Ce thème de la contingence de l'existence humaine au sein de l'obscurité du monde guide l'auteur dans une série d'analyses picturales, soutenues dans l'ouvage par des reproductions iconographiques. Des œuvres classiques allant du Caravage à Morandi ou Picasso apparaissent ainsi comme autant de représentations du drame de la condition humaine, faisant ressortir le sens et la valeur de l'époque de la peinture. Dans « Les Sept Œuvres de miséricorde » (1607) du Caravage, en particulier, Thélot puise une série de thèmes qui lui permettent de scruter l’acte de peindre, notamment l’image comme révélation (sans transcendance) de l'humanité à elle-même et l’essence de la subjectivité. Il montre comment le spectateur, dans sa relation avec l'œuvre, se trouve confronté à sa propre condition : affamé, captivé, dépendant de l'œuvre qui le sollicite et du dialogue intérieur qu'il instaure avec lui-même.

Le moment de l'utopie

À travers les œuvres choisies par l'auteur, la peinture se profile finalement comme une allégorie d'elle-même, comme une source de vie, de vérité et de beauté, et par là même source d'inspiration pour l'utopie qu'il convient d'opposer à notre modernité troublée.

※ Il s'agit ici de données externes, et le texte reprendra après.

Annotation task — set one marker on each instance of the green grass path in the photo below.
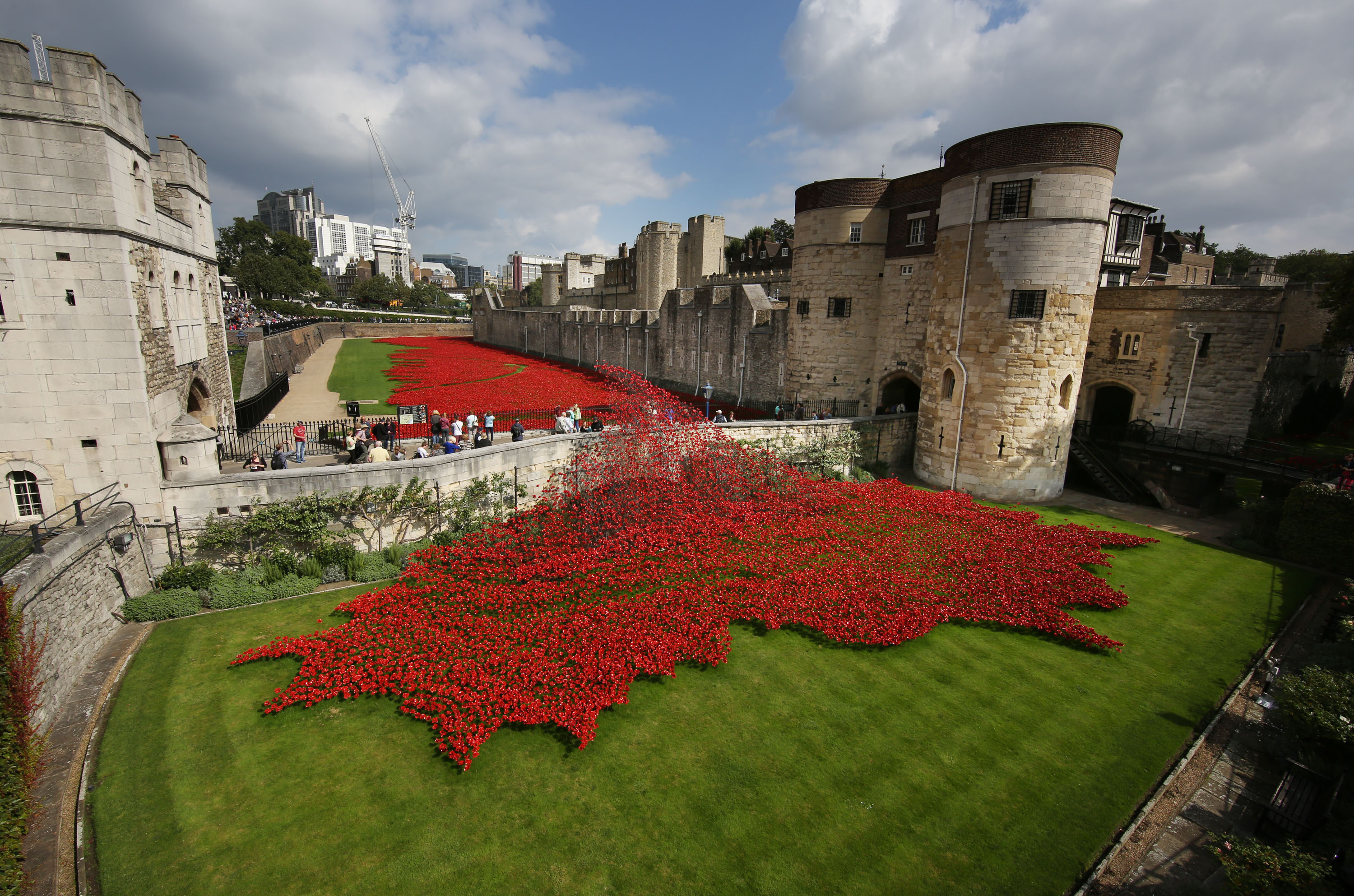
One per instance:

Une autre étude picturale permet de restituer cet horizon utopique de la peinture, qui s'attarde sur la figure d'Irène, cette veuve dévouée que certaines œuvres présentent comme soignant Sébastien après son martyre. L'originalité des réflexions de Thélot consiste à voir dans le geste délicat d'Irène sur les blessures de Sébastien une métaphore du pinceau du peintre sur la toile, suggérant que la peinture a le pouvoir de guérir le monde de ses maux. En soignant (ou en peignant), Irène rend sa vigueur à une jeunesse sacrifiée ; elle ouvre le monde à la paix.

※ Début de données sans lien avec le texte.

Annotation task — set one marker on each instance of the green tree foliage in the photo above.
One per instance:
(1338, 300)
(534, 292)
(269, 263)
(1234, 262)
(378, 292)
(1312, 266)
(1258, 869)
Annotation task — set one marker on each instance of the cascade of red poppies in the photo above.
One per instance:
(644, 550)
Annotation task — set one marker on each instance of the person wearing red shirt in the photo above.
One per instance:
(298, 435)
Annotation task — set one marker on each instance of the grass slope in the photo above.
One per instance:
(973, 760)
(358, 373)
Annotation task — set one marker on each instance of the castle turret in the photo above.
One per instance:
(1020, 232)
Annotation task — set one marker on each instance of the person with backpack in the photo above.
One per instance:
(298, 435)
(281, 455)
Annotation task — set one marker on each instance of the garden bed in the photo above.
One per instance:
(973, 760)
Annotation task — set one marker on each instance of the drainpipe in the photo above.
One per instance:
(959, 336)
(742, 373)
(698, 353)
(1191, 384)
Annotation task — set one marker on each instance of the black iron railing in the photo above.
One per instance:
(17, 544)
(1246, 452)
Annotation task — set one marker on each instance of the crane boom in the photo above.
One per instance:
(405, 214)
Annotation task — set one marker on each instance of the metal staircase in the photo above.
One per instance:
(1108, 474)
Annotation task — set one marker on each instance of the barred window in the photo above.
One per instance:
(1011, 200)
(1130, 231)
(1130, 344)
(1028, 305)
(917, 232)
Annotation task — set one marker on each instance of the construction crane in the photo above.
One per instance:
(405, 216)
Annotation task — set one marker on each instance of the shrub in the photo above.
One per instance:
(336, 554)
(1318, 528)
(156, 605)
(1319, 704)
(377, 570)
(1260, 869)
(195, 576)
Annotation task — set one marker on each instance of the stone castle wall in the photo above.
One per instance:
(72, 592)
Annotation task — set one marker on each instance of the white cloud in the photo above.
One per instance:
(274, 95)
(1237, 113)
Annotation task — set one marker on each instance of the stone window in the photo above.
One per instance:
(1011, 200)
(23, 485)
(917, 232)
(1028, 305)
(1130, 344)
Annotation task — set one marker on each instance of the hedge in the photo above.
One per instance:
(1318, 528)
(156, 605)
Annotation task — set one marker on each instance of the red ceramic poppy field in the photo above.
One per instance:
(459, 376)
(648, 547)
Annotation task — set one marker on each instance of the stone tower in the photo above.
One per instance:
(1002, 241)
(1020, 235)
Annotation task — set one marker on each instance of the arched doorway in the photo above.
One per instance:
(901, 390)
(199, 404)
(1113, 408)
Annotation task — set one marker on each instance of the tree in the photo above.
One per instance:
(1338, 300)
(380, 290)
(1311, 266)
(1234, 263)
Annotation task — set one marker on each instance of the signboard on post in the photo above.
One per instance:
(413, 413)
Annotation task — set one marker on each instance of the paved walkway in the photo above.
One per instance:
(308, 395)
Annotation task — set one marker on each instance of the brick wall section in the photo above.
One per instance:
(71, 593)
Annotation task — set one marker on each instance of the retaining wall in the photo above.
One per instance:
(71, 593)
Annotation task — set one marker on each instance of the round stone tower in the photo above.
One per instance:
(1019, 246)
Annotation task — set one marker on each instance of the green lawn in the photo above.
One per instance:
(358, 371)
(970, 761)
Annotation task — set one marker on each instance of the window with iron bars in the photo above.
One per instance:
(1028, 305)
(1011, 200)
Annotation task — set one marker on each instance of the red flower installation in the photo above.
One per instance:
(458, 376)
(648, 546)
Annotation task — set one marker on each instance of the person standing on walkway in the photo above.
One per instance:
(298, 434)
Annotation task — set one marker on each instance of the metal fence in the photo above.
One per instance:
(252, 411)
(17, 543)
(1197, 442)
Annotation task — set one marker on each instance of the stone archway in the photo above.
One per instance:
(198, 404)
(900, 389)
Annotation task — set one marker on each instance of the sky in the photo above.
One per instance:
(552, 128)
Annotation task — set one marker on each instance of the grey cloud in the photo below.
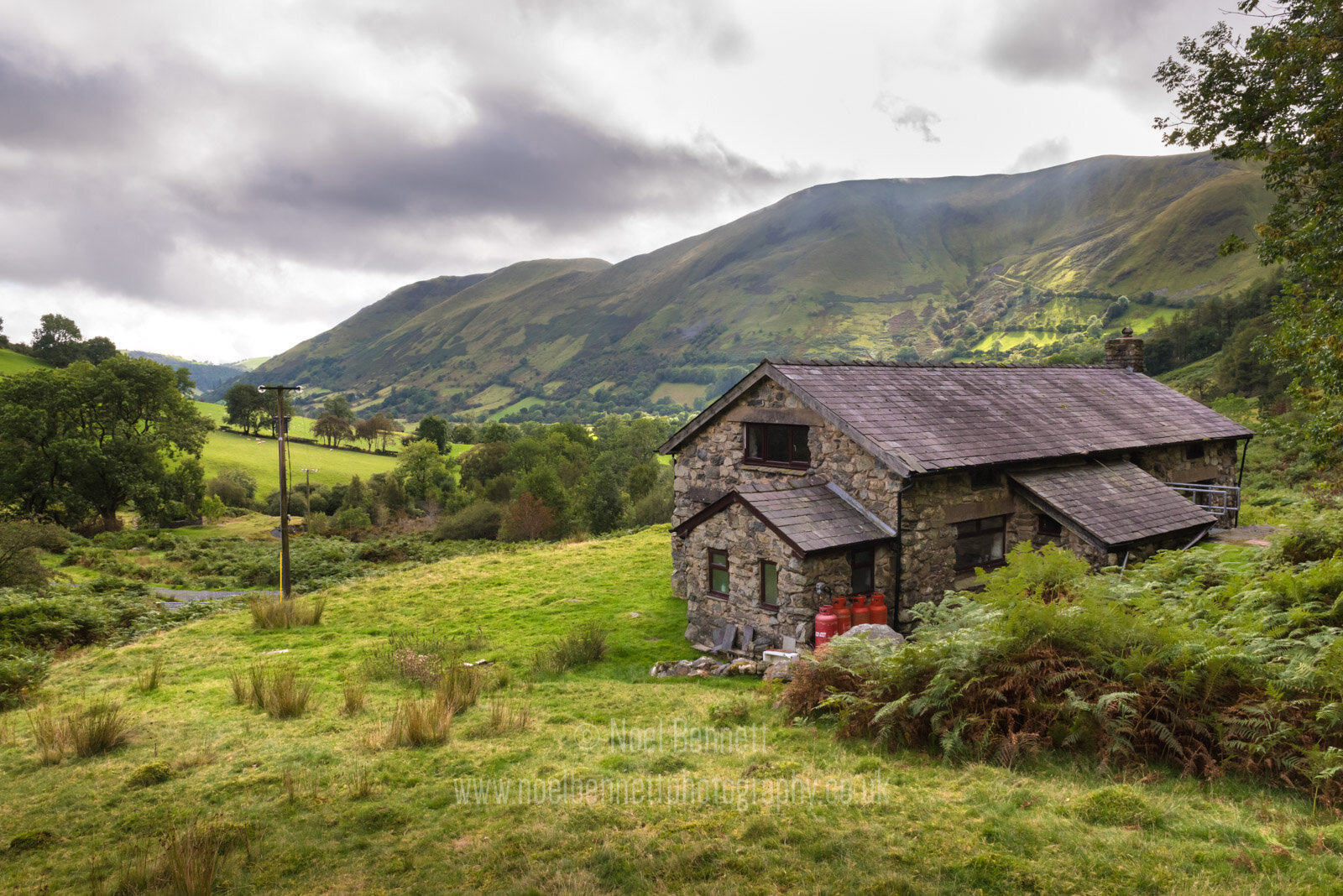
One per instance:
(1053, 150)
(44, 107)
(908, 116)
(1061, 40)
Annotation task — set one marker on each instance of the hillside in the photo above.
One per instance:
(839, 270)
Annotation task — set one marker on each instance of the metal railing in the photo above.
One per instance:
(1222, 502)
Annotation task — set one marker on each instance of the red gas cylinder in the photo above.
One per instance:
(844, 615)
(860, 609)
(877, 613)
(828, 624)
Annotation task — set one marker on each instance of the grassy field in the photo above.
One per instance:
(261, 459)
(13, 362)
(598, 779)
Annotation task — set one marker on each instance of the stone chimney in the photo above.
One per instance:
(1126, 352)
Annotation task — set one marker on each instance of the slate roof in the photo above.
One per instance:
(1116, 502)
(931, 418)
(809, 515)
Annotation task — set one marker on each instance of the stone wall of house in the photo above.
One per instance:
(803, 582)
(709, 464)
(747, 542)
(1219, 461)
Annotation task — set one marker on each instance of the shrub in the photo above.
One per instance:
(149, 774)
(478, 521)
(416, 723)
(581, 647)
(22, 669)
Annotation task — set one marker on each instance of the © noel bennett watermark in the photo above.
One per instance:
(672, 735)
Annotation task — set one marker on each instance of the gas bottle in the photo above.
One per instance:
(877, 612)
(844, 615)
(826, 624)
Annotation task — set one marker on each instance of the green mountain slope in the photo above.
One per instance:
(839, 270)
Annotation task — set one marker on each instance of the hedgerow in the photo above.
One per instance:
(1209, 660)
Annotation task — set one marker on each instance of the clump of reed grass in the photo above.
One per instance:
(148, 678)
(85, 730)
(508, 716)
(418, 723)
(581, 647)
(356, 694)
(277, 688)
(281, 613)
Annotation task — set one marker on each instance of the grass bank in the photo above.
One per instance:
(595, 779)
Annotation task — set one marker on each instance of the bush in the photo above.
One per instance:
(22, 669)
(478, 521)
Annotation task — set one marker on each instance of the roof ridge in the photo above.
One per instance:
(943, 365)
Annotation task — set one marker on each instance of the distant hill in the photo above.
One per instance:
(13, 362)
(859, 268)
(207, 376)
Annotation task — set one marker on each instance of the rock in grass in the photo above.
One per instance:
(26, 840)
(149, 774)
(875, 633)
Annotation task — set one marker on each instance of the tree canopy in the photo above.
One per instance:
(80, 443)
(1276, 96)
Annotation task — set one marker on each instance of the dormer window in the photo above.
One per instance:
(778, 445)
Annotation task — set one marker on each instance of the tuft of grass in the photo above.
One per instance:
(148, 678)
(82, 730)
(458, 687)
(280, 613)
(586, 644)
(149, 774)
(510, 718)
(418, 723)
(355, 692)
(1116, 806)
(281, 691)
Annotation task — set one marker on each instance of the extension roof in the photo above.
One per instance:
(922, 418)
(809, 515)
(1115, 503)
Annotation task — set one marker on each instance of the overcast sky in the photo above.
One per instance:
(222, 180)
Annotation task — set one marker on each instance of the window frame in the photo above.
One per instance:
(763, 602)
(727, 571)
(870, 566)
(763, 430)
(998, 529)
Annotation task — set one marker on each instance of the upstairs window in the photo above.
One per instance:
(1048, 528)
(719, 581)
(861, 564)
(778, 445)
(980, 542)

L'art d'Irène, thérapeutique en soi, rappelle que la peinture, dans son origine et dans son potentiel utopique, insuffle la vie au monde et à l'humanité. Les paysages, par certains aspects, deviennent alors le terrain de l'utopie imaginée par l'auteur, déterminée par l'art de peindre. Ainsi, la peinture acquiert un privilège particulier parmi les pratiques artistiques, en tant que force créatrice élevant l'humanité et restituant au monde sa beauté.